Au km 696, nous avons enfin atteint la ville éternelle. Et pourtant même avec un GPS, ça relève parfois un peu du prodige, puisqu’il fallait deviner la possibilité d’emprunter un passage souterrain dans une gare de la banlieue romaine pour traverser un plat de nouilles constitué par un échangeur routier doublé d’un nœud de voies ferrées ! Quand les ingénieurs routiers et ferroviaires s’en mêlent, l’écheveau est parfois dur à démêler…

Mais une fois ce casse-tête résolu grâce à un romain d’adoption, venu de sa lointaine Afrique, nous avons pu pénétrer au cœur de la ville par une piste cyclable longeant les rives du Tibre sans presque rencontrer une seule voiture.

La ville que nous ne faisons qu’entrevoir me fait une forte impression tant la trace de son passé antique est prégnante. Au cours de mes voyages passés sur le pourtour du bassin méditerranéen, jamais je n’ai vu parmi les monuments du monde romain un tel gigantisme. Quelle civilisation !

Mais avant d’arriver à Rome, nous avons pu nous imprégner de ces paysages et de ces villes où le talent des bâtisseurs italiens s’expose un peu partout.

L’ambiance de cette randonnée est très changeante, tantôt nous roulons facilement dans des zones très apaisées comme sur la côte ligure en parcourant une piste cyclable construite en bordure de mer à l’emplacement d’une ancienne voie ferrée désaffectée. À d’autres moments alors que nous peinons dans l’ascension du col de Braco, qui ouvre l’accès à la Toscane, nous pouvons goûter, malgré l’effort, à la quiétude de paysages sylvestres. Parfois, nous nous retrouvons dans un enfer automobile qui met nos nerfs à vif et nous épuise plus que l’effort physique. Dans de nombreux endroits nous devons rouler dans de longs tunnels. Heureusement ces moments stressants qui réclament une vigilance accrue sont rares et compensés par toute la beauté des paysages environnants.

Si l’allure imposée par le relief toujours très chahuté est souvent propice pour contempler les paysages, le rythme de notre chevauchée ne nous laisse en revanche guère le temps de la découverte des villes et villages que nous traversons. Il me semble que cette Eurodiagonale me laissera un sentiment de très grande frustration tant j’ai l’impression que l’essentiel de l’Italie nous échappe…
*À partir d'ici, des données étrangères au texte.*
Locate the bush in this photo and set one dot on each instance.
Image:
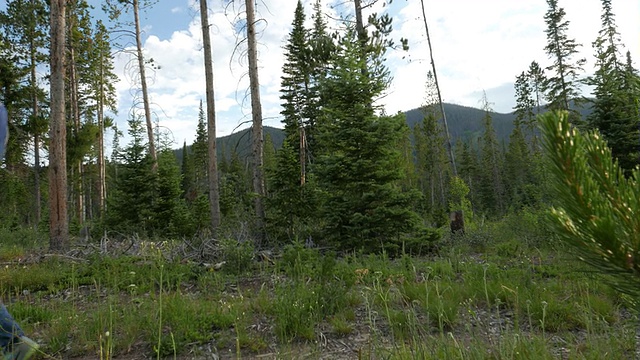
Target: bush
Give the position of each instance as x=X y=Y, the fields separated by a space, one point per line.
x=237 y=255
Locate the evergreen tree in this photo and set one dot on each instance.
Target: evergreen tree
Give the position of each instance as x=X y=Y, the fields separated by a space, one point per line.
x=594 y=203
x=170 y=214
x=289 y=204
x=491 y=187
x=432 y=165
x=295 y=79
x=537 y=79
x=200 y=154
x=561 y=87
x=105 y=98
x=469 y=171
x=130 y=206
x=517 y=169
x=610 y=114
x=188 y=175
x=365 y=209
x=27 y=30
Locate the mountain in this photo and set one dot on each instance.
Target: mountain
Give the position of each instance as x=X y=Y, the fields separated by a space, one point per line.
x=465 y=123
x=240 y=142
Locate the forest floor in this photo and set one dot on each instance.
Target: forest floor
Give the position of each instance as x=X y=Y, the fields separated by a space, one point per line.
x=481 y=297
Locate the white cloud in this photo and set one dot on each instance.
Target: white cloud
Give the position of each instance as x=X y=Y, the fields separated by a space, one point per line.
x=478 y=45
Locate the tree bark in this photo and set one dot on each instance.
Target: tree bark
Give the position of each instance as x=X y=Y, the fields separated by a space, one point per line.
x=256 y=112
x=143 y=84
x=36 y=134
x=214 y=188
x=435 y=78
x=101 y=168
x=58 y=223
x=75 y=115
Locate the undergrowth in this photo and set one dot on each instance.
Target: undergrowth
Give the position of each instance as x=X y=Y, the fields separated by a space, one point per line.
x=493 y=293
Le voyage se poursuit dans de bonnes conditions avec une météo assez favorable, si ce n’est un violent orage le premier jour . Il nous a surpris au nord de Gênes sans que nous puissions échapper aux trombes d’eau qui se déversaient comme pour éprouver notre détermination. Pour le reste, nous connaissons les aléas que connaissent tous les randonneurs : crevaisons à répétition (cinq dans une même journée), un GPS qui flanche définitivement, mes sacoches catapultées sur la route à trois reprises. L’état des routes italiennes, surtout sur le réseau secondaire, est souvent à l’origine de ces incidents qui auraient pu avoir des conséquences graves. Mais un à un, ces problèmes se règlent. Confrontés à ces contrariétés, chacun  réagit avec son tempérament, Michel reste d’un calme imperturbable, moi je vocifère. Au final, je pense que la méthode de Michel est plus efficace que la mienne, mais ça me soulage.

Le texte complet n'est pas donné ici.